Six takeaways from the NRA convention

Louisiana Governor Bobby Jindal speaks during the National Rifle Association Annual Meeting Leadership Forum on April 25, 2014 in Indianapolis, Indiana.

Nashville (CNN)A pack of 2016 Republicans made their pitch for president Friday before the National Rifle Association's annual meeting in Nashville, blasting the Obama administration for what they described as an erosion of freedom while punctuating their remarks with sharp enthusiasm for Second Amendment rights.
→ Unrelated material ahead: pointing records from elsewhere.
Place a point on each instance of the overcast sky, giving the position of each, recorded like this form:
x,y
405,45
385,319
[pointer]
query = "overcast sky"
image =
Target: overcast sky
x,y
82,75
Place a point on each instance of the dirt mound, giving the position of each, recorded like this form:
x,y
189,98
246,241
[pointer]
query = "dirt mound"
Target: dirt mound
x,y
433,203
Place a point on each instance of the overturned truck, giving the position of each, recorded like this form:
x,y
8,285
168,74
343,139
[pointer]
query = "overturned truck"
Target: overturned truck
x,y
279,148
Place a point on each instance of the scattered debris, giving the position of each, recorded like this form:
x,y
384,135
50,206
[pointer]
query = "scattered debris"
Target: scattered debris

The contenders also used the principles behind gun rights to fire off criticism of President Barack Obama's handling of national security, further signaling the influential role that foreign policy is expected to have in the presidential election.
More than 70,000 people descended upon Music City to attend the convention, but tickets to see the candidates speak in a five-hour long forum was limited to about 5,000 people.
Sen. Ted Cruz of Texas was the only declared candidate on stage Friday. Other potential contenders included former Florida Gov. Jeb Bush, former Sen. Rick Santorum of Pennsylvania, former Texas Gov. Rick Perry, Wisconsin Gov. Scott Walker, Louisiana Gov. Bobby Jindal, former Arkansas Gov. Mike Huckabee, retired neurosurgeon Ben Carson, former Hewlett-Packard CEO Carly Fiorina and Sen. Lindsey Graham of South Carolina.
    1. Candidates show off gun credentials
    As tradition at the annual NRA gathering, the speakers tried to establish their own longstanding history with guns in different ways. Santorum held up his concealed carry card before the audience and boasted that his wife requested ammunition for an upcoming birthday.
    Walker talked about bow-hunting, while Huckabee perused the firearm vendor hall and later listed on stage the guns he grew up with, including his first BB gun at the age of five. "I still have the same gun in mint condition," he said.
    Perry screened a video showing off his shooting skills (the same video was also shown at the 2013 NRA convention). The former governor also crowed about the gun manufacturers he recruited to Texas from other states.
    For Bush, the NRA meeting was a chance to tout his record, including his A+ rating from the NRA, before a conservative crowd that's largely skeptical of him due to his more moderate positions on immigration and Common Core.
    Bush proclaimed to the audience that he's "been with you in trenches" as an "NRA life member since 1986." He also listed the gun rights measures he enacted or maintained as former governor, and defended the stand your ground laws in Florida that became a hot topic following the shooting death of Trayvon Martin.